Nevertheless, other possibilities remain. In some accounts, the reversed sun overlaps with the widespread themes of a ‘stationary sun’, a ‘sun’ enclosed in a box or basket, a ‘low sky’ and ‘multiple suns’. An example is this tale from the Wailaki (northern California):
“In those times the sun rose in the west, but did not come up high. It was not really light. Coyote went to the west to find out about this condition. He found the sun in a sweat-house, hanging in a burden-basket and covered with a tray basket. … Then he crept in, grasped the basket, and ran. … Coyote said: ‘I do not intend to have this sun rise in the west. We need light. I am going to have the sun rise in the east and set in the west every day.’ He threw it into the eastern sky.”
There appears to be a parallel with the belief on the Tanimbar Islands (Maluku, Indonesia) that the sun was formerly prevented from rising properly by an oppressively low sky:
“… the great round disc of the sun, which was pinned below the edge of the eastern horizon by the weight of a sky that pressed so low upon the earth as to be inseparable from it. Occasionally the sun attempted to rise over the rim of the horizon, and the rays of a would-be dawn lightened the world enough for people to move about. But soon the sun was forced to retreat below the horizon, and the world was enveloped once again in its primordial darkness.”
A no less puzzling account of a sun appearing to behave normally while completing only half of its course has come down from the Q’eqchi’, a branch of the Maya of Guatemala and Belize: “Lord Kin placed a mirror in the center of the sky, and every morning he used to start out from his home in the east and travel till he got to the center. Then he used to turn back home, but the mirror reflected his light, and it appeared as though he was continuing his journey. When he got home, X’t’actani, as the moon, used to walk across the heavens in the same manner. At that time she was as bright as her husband, the sun. Then there was no darkness, for the night was as bright as the day.”
Perhaps stories about multiple ‘suns’ which were formerly trapped below a low-hanging sky refer to some other, atmospheric or magnetospheric phenomenon than the actual sun. As mentioned before on these pages, these and many related themes of ‘creation mythology’ may find an explanation in the topsy-turvy circumstances attending a geomagnetic excursion. On such occasions, temporary collapse of the earth’s magnetic field encourages direct contact between the solar wind and the earth’s upper atmosphere, arguably featuring intense plasma discharges between the ionosphere and the surface. The discharges will be prone to so-called sausage instabilities, dividing the plasma pinches into discrete plasmoids. Observations of such plasmoids could well be behind many traditions about ‘anomalous suns’ – including perhaps some of the memories of reversing suns.

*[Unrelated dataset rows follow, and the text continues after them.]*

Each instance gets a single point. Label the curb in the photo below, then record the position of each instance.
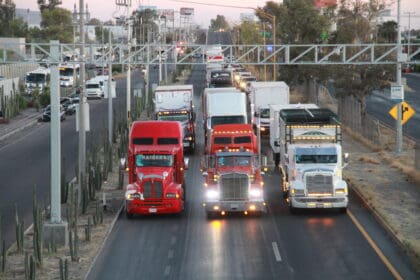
(26, 125)
(391, 232)
(104, 241)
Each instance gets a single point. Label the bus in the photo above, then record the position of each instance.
(37, 80)
(69, 74)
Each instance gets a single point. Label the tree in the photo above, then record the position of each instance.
(144, 25)
(48, 4)
(354, 25)
(7, 12)
(57, 25)
(219, 23)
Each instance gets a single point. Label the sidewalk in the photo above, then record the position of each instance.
(25, 119)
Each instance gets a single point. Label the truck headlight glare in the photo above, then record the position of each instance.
(212, 194)
(297, 192)
(255, 193)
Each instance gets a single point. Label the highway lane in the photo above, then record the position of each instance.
(313, 245)
(25, 160)
(379, 103)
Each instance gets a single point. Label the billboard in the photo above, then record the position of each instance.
(169, 14)
(325, 3)
(186, 11)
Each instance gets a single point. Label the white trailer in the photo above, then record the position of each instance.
(175, 103)
(261, 96)
(275, 133)
(224, 106)
(311, 160)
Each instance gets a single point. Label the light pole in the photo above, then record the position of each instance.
(399, 109)
(273, 20)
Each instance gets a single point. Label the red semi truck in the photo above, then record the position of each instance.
(232, 170)
(156, 167)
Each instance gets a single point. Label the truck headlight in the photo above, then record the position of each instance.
(341, 191)
(212, 194)
(172, 195)
(297, 192)
(131, 195)
(255, 193)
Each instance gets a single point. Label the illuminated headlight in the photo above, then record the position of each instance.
(130, 195)
(255, 193)
(172, 195)
(297, 192)
(341, 191)
(212, 194)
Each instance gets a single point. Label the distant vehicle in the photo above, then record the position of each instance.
(68, 105)
(68, 74)
(94, 89)
(46, 115)
(37, 80)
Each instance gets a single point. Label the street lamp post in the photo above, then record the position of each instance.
(273, 20)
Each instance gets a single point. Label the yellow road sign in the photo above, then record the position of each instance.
(406, 109)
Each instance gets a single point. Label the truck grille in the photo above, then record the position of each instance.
(319, 183)
(234, 186)
(153, 189)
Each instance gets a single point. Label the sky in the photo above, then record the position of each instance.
(106, 9)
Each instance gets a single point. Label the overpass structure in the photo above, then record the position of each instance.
(321, 54)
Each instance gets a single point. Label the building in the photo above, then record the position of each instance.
(32, 18)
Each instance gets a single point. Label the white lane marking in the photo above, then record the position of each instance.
(167, 270)
(170, 254)
(276, 251)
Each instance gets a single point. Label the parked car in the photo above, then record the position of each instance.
(46, 115)
(69, 105)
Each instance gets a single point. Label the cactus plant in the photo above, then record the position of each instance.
(64, 269)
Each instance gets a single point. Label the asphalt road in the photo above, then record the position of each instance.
(25, 160)
(379, 103)
(278, 245)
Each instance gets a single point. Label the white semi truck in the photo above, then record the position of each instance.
(311, 159)
(175, 103)
(261, 96)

Warlow’s vision of a tippe top motion may come into play as well, perhaps in relation to the same chain of events – but to figure out the causative geophysical and climatological mechanisms involved is, of course, no easy task. Nor can it be assumed that all traditions of east and west reversals relate to the same event. As Herodotus asserted, there will have been several.
Definitive answers may well remain out of reach for some time to come, but the day when physicists will begin to consider ancient traditions about cosmic inversions will surely mark a momentous turning-point in the history of science.